Researchers at the University of Michigan have developed software that hunts for flaws in chips and proposes the best way to fix them. Their approach tackles a growing problem for chip makers such as AMD and Intel. As transistors shrink and chips acquire more-complex designs, hardware bugs are becoming more prevalent. Currently, it can take up to a year to debug prototype chips and get them ready for mass production. The new software could shorten the time it takes to get a chip to market, cut costs by reducing the number of prototypes and testing cycles, and ultimately yield chips with fewer flaws.
“This is still an unsolved problem,” says Rob Rutenbar, a professor of electrical and computer engineering at Carnegie Mellon University, who adds that there is very little scientific literature on debugging silicon. “Intel might have some sophisticated technology, but they’re not talking about it. For all we know, people are doing it by hand,” Rutenbar says. “The sense that I get is that it’s not very well automated.”
Debugging by hand leaves more room for error. “Pretty much all chips, including microprocessors, are buggy,” says Igor Markov, a professor of electrical engineering and computer science at the University of Michigan. Intel’s website, for instance, lists about 130 known hardware bugs on commercial laptops. Most can be fixed with software downloads, but about 20 of them can’t be, Markov says, and they leave machines vulnerable to viruses.
Markov and his colleague Valeria Bertacco, professor of electrical engineering and computer science at Michigan, developed software that tackles the bug-fixing problem after the first round of prototypes has come back to the chip maker. “When you have a first version of a chip, it’s not ready to give to the consumer,” says Bertacco. Engineers need to try to run operating systems and software on it to see if it works, and this process can take anywhere from a couple of hours to a week, depending on the number of flaws in the chips.

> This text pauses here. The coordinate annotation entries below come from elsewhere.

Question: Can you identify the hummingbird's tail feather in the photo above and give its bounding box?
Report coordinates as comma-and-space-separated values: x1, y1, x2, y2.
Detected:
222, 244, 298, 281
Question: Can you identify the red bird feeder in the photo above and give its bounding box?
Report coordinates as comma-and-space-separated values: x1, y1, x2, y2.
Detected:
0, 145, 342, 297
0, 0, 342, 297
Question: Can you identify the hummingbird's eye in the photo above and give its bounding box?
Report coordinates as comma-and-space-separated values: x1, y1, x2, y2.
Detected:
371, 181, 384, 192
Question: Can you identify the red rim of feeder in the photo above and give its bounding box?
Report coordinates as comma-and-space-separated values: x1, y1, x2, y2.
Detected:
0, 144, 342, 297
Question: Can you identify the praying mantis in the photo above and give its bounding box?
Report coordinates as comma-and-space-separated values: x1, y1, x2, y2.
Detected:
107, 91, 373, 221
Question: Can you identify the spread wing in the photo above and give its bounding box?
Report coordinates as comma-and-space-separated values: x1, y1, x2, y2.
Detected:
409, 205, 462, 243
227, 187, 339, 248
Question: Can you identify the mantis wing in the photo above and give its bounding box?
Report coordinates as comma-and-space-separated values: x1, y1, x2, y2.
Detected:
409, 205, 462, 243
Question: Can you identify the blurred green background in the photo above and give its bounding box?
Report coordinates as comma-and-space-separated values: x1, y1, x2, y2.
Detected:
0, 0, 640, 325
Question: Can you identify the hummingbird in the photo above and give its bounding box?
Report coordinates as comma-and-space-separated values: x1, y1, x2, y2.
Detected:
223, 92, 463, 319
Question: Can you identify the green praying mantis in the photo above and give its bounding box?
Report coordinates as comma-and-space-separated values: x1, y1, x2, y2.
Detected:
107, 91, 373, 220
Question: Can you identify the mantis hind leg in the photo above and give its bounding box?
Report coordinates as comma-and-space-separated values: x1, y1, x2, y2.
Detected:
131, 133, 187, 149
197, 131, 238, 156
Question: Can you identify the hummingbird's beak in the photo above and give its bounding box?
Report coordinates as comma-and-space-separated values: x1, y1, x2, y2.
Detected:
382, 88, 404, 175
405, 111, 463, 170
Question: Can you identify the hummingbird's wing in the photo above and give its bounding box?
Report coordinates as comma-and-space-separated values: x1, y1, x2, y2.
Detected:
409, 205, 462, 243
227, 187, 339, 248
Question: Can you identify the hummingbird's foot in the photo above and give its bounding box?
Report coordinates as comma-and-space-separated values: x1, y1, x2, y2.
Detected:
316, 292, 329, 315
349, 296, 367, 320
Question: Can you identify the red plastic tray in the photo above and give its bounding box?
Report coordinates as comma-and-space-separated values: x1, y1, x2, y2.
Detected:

“It’s very hard to figure out what is wrong,” Bertacco says. And once an engineer has identified a bug–which can be anything from wires spaced too closely together to misplaced transistors–it’s not always clear what the best fix will be. Often, engineers repair one problem only to discover in the next round of prototypes that their solutions have inadvertently added other flaws. Prototypes can take months to build, and they are expensive: changing the designs on the masks used to pattern layers of transistors and wires on the chips costs millions of dollars.
Currently, when a prototype comes back to a chip maker, engineers hook it up to electrical probes that send electrical signals through it and record the output, explains Bertacco. Different signals go to different parts of the chip, and by trying out thousands of signals, engineers can usually locate a problem. Then they propose a series of possible solutions. Sometimes they simply need to remove a connection between two wires in one of the upper layers of the chip. This can be done using equipment readily available in the lab, and the chip can quickly be retested. Other times, fixes are needed at lower layers within the chip, where the transistors make up logic gates. These transistors can’t be so easily adjusted and retested.